A multilevel contingency model of employee ownership and firm productivity: The moderating roles of industry growth and instability

31 Dec 2019


Kyoung Yong Kim, Pankaj C. Patel

Published in Organization Science, December 2020

Employee stock ownership is a widely used organizational practice to invigorate and empower employees for the betterment of organizational financial performance. But how effective is employee ownership across a range of different industry conditions? 
Dr. Kyoung Yong Kim of City University of Hong Kong, and Dr.
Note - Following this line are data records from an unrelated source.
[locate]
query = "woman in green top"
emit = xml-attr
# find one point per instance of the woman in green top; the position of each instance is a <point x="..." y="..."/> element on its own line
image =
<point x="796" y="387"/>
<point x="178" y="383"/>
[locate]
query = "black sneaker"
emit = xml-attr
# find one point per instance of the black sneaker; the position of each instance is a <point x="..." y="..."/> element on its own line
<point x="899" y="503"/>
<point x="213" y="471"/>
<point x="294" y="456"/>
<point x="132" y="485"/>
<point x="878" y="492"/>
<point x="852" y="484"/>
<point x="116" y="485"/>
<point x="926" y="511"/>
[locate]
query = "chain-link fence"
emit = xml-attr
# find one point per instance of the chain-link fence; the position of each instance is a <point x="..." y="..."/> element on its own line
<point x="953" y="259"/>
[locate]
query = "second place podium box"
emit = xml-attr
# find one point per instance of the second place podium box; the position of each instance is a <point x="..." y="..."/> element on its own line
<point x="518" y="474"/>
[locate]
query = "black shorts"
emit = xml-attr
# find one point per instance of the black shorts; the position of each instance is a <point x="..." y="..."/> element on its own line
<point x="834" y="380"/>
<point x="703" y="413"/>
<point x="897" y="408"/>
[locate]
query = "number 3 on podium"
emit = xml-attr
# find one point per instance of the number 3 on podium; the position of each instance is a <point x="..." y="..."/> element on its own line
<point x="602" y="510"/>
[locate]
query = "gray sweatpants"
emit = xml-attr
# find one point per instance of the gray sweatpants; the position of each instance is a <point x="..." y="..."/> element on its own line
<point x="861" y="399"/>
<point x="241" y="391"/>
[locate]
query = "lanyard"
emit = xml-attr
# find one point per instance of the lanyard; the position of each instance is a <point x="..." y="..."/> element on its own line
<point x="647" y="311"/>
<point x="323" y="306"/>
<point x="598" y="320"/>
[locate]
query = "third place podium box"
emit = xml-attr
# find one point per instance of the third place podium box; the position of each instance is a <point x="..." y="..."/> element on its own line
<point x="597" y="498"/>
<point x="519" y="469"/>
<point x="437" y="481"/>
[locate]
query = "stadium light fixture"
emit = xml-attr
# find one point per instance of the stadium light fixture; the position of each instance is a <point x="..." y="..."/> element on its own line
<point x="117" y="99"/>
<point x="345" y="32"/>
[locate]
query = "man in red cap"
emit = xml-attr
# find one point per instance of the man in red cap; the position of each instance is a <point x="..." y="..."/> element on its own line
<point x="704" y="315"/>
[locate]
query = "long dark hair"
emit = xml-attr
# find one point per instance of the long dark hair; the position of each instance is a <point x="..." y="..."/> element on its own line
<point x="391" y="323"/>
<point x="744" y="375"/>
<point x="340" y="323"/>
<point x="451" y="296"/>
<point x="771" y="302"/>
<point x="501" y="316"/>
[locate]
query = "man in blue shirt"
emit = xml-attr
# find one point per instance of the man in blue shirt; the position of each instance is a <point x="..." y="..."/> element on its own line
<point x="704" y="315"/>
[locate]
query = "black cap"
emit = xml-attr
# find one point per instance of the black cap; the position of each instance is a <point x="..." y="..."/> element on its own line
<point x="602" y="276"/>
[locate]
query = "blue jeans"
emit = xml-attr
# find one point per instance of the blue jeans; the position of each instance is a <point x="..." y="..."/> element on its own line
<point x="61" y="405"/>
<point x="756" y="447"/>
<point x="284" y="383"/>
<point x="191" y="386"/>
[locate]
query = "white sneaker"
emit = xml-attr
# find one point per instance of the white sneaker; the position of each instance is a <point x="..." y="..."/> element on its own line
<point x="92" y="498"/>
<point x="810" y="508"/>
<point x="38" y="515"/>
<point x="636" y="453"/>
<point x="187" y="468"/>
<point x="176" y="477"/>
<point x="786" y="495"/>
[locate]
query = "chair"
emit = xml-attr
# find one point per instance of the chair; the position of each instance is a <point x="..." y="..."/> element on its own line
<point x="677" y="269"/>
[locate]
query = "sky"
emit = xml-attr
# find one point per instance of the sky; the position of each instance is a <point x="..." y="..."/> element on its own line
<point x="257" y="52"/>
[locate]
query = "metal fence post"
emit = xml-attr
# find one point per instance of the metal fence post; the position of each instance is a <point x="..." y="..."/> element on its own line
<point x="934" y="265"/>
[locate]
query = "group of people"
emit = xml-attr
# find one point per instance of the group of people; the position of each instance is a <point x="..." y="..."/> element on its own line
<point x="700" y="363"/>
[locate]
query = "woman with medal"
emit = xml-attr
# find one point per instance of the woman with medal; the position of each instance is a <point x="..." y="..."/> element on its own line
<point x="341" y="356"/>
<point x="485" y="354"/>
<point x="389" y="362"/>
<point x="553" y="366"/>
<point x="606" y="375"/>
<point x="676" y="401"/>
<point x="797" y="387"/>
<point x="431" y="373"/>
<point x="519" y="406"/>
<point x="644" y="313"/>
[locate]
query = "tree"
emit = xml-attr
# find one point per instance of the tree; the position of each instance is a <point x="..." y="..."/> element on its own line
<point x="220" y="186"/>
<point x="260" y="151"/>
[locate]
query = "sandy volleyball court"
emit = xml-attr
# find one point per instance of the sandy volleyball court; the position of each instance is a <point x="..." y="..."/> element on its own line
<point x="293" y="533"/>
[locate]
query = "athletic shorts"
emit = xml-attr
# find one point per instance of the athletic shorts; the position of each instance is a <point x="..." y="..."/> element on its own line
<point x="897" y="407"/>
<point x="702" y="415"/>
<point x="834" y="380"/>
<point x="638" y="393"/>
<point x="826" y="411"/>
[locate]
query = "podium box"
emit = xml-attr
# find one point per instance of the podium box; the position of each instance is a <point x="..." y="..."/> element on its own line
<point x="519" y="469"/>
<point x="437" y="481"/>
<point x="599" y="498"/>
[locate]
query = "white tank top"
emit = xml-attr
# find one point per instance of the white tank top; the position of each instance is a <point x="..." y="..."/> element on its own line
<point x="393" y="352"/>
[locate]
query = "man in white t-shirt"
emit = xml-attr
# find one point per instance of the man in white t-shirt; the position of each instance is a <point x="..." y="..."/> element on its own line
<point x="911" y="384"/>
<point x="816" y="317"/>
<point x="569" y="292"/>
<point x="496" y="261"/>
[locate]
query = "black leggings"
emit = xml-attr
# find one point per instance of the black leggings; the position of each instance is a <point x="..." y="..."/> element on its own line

Pankaj C. Patel of Villanova University in the United States set out to tackle this issue. 
“We found that employee ownership plans enhanced organizational performance the most in growing but unstable industries,” said Kim.
Based on data from 29 countries including the United Kingdom, France, Italy, and South Korea, Kim and Patel explained that in such industry conditions, employees did not only see the potential for greater economic gains but also recognized that their greater work efforts were especially important in realizing the potential gains, therefore contributing to organizational financial performance.     
A rationale behind the practice of employee stock ownership is that it creates a direct linkage between employees’ personal wealth and organizational performance, and the linkage improves employees’ work motivation. It allows distribution of wealth as well as enhancing employee and organization performance. Due to these benefits, policies on employee stock ownership are an important agenda for the Administration of U.S. President Joe Biden.